Wednesday, August 3, 2022. A very warm, sunny day in New York with temps hitting the high 80s. Shorts and short sleeved shirts for all and it’s fine out there on the sidewalks along the streets and avenues.
I’m sure there are all kinds of activities going on out East but in here in little ole Manhatta, it’s just quiet to quieter except for the FedEx, UPS, USPS and delivery trucks unloading what looks like everything but the kitchen sink. And who knows, maybe that too.
Meanwhile, one month ago, to be exact, there was a wedding abroad followed by what I know from personal experience to be a perfect maiden voyage for a marriage — a yacht to cruise the Mediterranean. The bride, Sandra Sanches, is director of public relations and major gifts for the Association of Community Programs for the Homeless (ACE). She was given away in marriage by Henry Buhl, who is the founder of ACE, to Gregory Redmond.

Henry is a most interesting man with an interesting background. Coincidentally I did an interview with him back in the early 90s about this organization he created. Personally an heir to an automotive fortune as well as a highly successful career in the financial world in the 1970s, he’d been living in Europe when he returned to live in New York where he bought a loft in SoHo. In moving into the neighborhood, he encountered a lot of homeless people.
Wanting to be helpful but not wanting to be just another person handing over some cash, he developed a local neighborhood program to inspire and assist homeless men and women in acquiring shelter. Like the rest of us. It’s been almost thirty years since that interview, and I haven’t seen Henry in at least twenty. So I learn through this bride Ms. Sanches that Henry’s ACE continues to assist. These are the real heroes in our lives today.
Click here for photographs from the wedding.
Their story somehow stirred up memories of my own experience with marriage and the actual wedding ceremony. I was married in 1964 at age 23 to a girl who was two years younger.
I mention our ages because it was fashionable, even common back then to marry by one’s early 20s. The events leading up to The Big Day were fun — dinners, “engagement” cocktail parties — and especially the big dinner the night before here in New York. I was a boy who grew up in Massachusetts, and she was a born and bred New York girl. I was moving up in the world (in my own estimation) and it was a happy excursion.
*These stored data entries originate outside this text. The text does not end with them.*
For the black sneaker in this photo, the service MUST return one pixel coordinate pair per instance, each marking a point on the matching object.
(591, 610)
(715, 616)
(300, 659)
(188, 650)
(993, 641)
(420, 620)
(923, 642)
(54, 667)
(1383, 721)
The ‘rehearsal dinner the night before at a smart French restaurant on East 52nd Street and the East River, with both families and close friends in the wedding party, set the tone for the upcoming event. It was black tie (this was New York) and the women dressed for the occasion. It was a free-for-all of family stories and opinions of both prospective bride and groom, and a lot of fun.
I don’t recall the details except it was one of the best personal parties I’ve ever been to in my life: everybody had a good time and a “lotta laughs” throughout.
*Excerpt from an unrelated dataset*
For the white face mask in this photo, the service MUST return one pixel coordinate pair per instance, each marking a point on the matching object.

Then came the big day, Saturday at the church on East 89 Street between Park and Madison Avenues. Also formal attire to match the bride’s dress. I remember very little about the “leading up” to the ceremony which must have been scheduled for (I don’t recall specifically) midday. All I recall was being at the church, dressed and ready, and waiting out in an ante-room before I was to go out before my bride came down the aisle.
I was alone for the first time in the whole experience. By myself, dressed up in my formal duds, waiting … And I became very nervous; it suddenly hit me — what I was doing. Changing my life! Forever! The feeling was so strong that I suddenly had an enormous desire to RUN AWAY!! It was a feeling greater than any I ever had before. Just leave. Just leave the room, leave the church, walk down to the avenue, catch a cab and leave.
It had nothing to do with my wife-to-be but the sudden realization that I was crossing over to responsibilities that theretofore were never part of my life, accompanied by the profound fear that I couldn’t handle it, that I didn’t have the natural strength and power.

However, despite the huge desire to run away, standing there, all dolled up in my white tie and tails, looking like a million bucks, waiting for my beautiful wife to come down the aisle, I stayed. And at the appointed time, I went out into the sanctuary waiting for her to come down the aisle bursting with the joy I knew from her face. And the music started and the rest is history. It took me a couple of days to recover from that last minute anxiety, although it passed and was forgotten. Until just now thinking about the couple who sailed the Mediterranean after their ceremony. My wife and I went to the Bahamas where the parents of a classmate-friend had lent us their apartment where we (I) calmed down and we started a life of several wonderful years.
We were divorced about nine years later, although we are still, to this day, part of each other’s lives, and thoughts. Good news abounds.